Featured by Newsweek & World Class Media Outlets
Dev Sanyal, CEO, Varo

Dev Sanyal, CEO, Varo

26 October 2022

Varo is at an interesting point in time; you have been appointed CEO in January and you have started the twin engine strategy - what is all of this about?

This year has demonstrated once again the need for accelerating the energy transition. The tragic war in Ukraine highlights the reality of the massive concentration of oil and gas; just four countries control 50% of the world’s oil and gas resources, while consumption is obviously spread around the globe. The world therefore needs to accelerate the energy transition, and our strategy is doing exactly that by investing in, and providing, safe, reliable and sustainable energy. We do this through a combination of conventional and sustainable energies – hence, the “two engines”. We want to be a company that is in the broader, more diversified canvass of energy, responding to changing market demand. 

When one talks of sustainability, one tends to think about the new - but there is much to be done with existing infrastructure.  As an example, we have taken out 300,000 tons of CO2 emissions from our manufacturing hub in the course of last year, and we are in the process of building Switzerland’s largest ground mounted solar facility to power our needs. There is a lot that can be done for energy security and sustainability, both in existing operations and in new facilities.

 

This transition must be a “just transition” if we get it right. It is not about shutting down every pipeline, every refinery; it is about taking gas pipelines and making them the hydrogen pipelines of the future, it is about converting hydrocarbon refineries and making them bio-refineries.

 

This way we give people purpose and opportunity, which is a meaningful thing to be a part of.

What are the main challenges customers face when transitioning into sustainable operations and energy?

Firstly, it is about having access to secure energy, something which is being underscored today. Secondly, achieving scale is vital.

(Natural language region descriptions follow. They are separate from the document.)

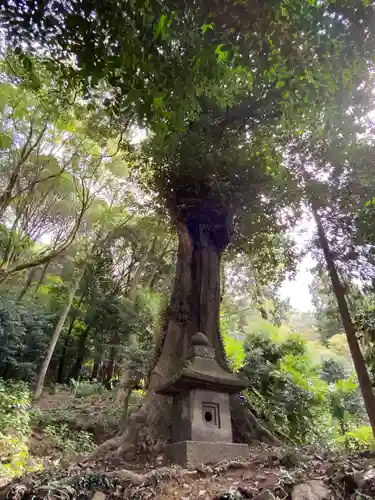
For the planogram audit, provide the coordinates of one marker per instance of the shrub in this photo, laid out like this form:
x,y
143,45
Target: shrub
x,y
15,430
70,442
83,389
358,439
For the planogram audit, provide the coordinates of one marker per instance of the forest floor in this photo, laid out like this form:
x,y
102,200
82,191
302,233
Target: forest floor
x,y
75,425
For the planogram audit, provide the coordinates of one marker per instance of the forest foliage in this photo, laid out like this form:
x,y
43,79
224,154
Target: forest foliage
x,y
237,134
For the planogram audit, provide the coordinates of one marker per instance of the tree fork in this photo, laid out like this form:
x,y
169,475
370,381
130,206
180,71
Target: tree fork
x,y
194,306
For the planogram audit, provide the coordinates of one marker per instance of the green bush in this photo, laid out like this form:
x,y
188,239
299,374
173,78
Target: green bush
x,y
70,442
358,439
15,430
298,398
84,389
24,331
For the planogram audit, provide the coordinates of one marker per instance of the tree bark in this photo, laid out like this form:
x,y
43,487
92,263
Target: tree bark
x,y
194,307
55,337
351,334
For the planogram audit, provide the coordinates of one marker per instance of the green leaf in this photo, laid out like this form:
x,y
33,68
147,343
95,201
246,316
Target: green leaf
x,y
160,27
206,27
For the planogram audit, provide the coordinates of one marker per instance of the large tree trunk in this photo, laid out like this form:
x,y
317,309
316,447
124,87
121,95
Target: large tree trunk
x,y
194,307
338,289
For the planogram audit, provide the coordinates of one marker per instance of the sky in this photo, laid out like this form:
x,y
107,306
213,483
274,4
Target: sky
x,y
297,290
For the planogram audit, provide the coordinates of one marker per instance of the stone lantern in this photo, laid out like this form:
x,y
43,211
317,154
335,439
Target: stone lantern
x,y
201,422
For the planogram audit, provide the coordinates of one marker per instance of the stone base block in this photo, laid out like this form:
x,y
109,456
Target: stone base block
x,y
190,454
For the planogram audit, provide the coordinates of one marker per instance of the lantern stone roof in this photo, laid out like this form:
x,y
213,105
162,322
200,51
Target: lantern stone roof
x,y
201,370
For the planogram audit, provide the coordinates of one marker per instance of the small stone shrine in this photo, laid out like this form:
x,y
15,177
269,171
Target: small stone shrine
x,y
201,423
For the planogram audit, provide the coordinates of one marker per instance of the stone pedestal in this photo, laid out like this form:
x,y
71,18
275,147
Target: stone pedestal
x,y
190,454
201,423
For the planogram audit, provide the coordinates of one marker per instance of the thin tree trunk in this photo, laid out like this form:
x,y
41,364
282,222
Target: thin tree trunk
x,y
42,276
60,372
357,356
55,337
76,370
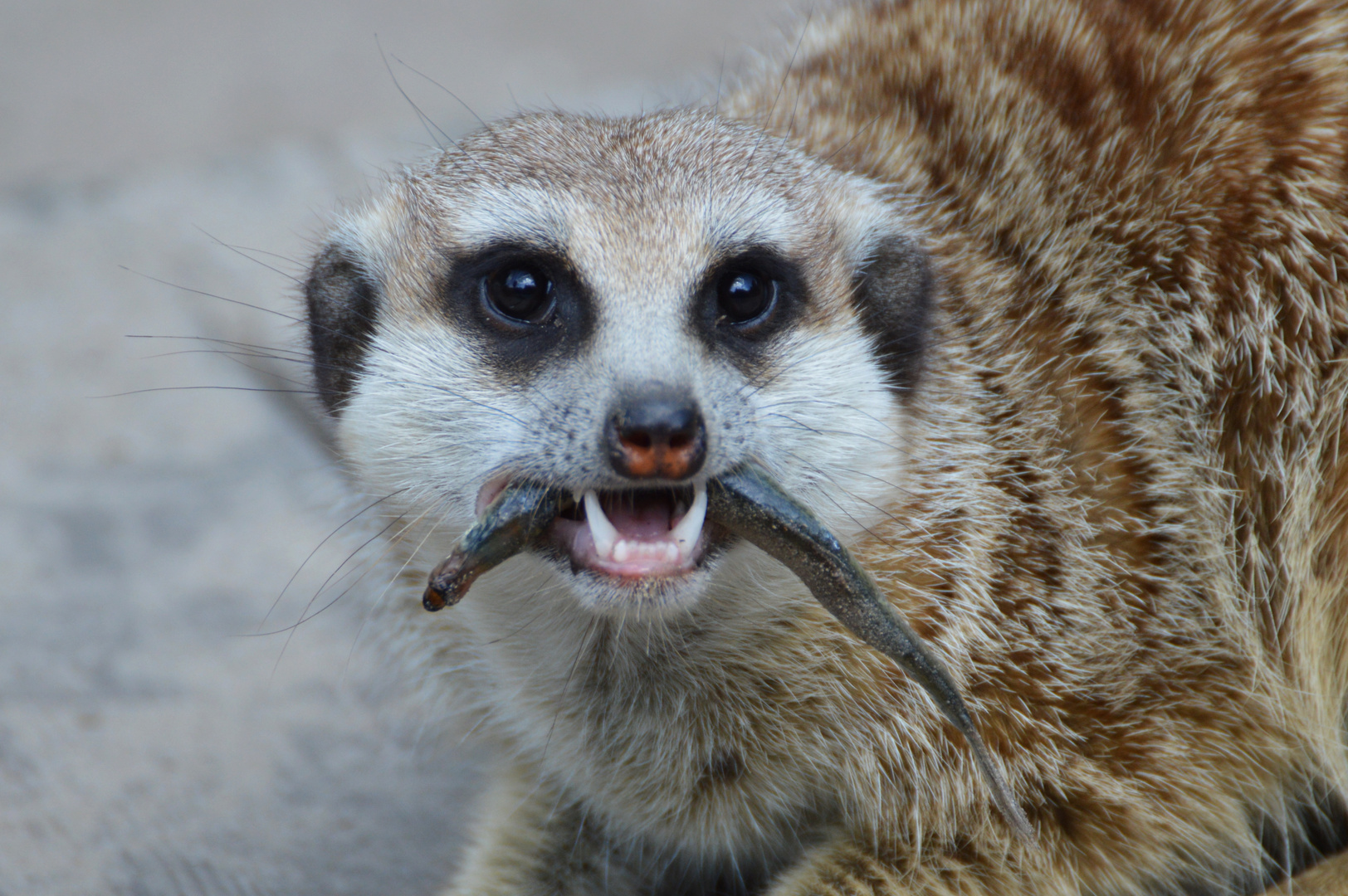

This requires the right market signals such as incentives that accelerate the creation of new production, instead of subsidies for consumption. The latter is a bad idea and builds a pattern that is never economic.  

Across your business segments, is there any market that has particular potential?

All of them – and they will move at a different pace, but there is an extraordinary growth opportunity for all of our business segments. We call them our five “strategic growth accelerators”. There is a robust advanced biofuels market, which, we think, will grow significantly, and advanced biogas, which becomes incredibly important as you think about gas needs. We want to scale up by integrating the value chains even faster. We want to build up in our own backyard because we can access natural scale. 70% of the hydrogen demand in Switzerland is from us, which means that we can help establish the pace for the green hydrogen market in Switzerland, and we are looking to do the same across all segments. We also have a significant global nature-based carbon solutions business which we want to expand and have a growing business in e-mobility. 

Our customers do not live in a separate world, they have their own customers, employees, investors, and they all also want to move towards a better future. I believe the business of energy is not a niche product - think about solar being material over the past decade and with it, a resultant 90% decrease in panel costs.  This is the future - we need to scale, and we can only scale by building partnerships and working together.

There seems to be an inflection point coming up. Will this new trajectory be enough to meet the 2050 targets?

The world will require more energy in the next three decades. This is a story of human progress and increasing prosperity. 80% of the world has never flown. Of that 20% that have flown, 80% have only flown once. I cannot imagine a solution which equates to no flights for the people that have never flown; the solution has to be about providing the sustainable energy which gives them the ability to fly. We simply need to recognize that in the next three decades we will need more energy, and we need to provide it in a way which enables sustainability, security of supply, and affordability. VARO is responding to these needs by investing, growing our business, and trebling the size of the company in the next five years. We are repurposing existing assets, building new assets, creating integrated value chains of molecules and electrons, and advancing partnerships. Through our “Customer Lighthouses”, we want to provide our customers the energy they need, in the way that they want. We believe we can help them secure their present and build their future.  There is more to be done, but with our VARO way of working – agile, nimble and entrepreneurial – we are confident for the future.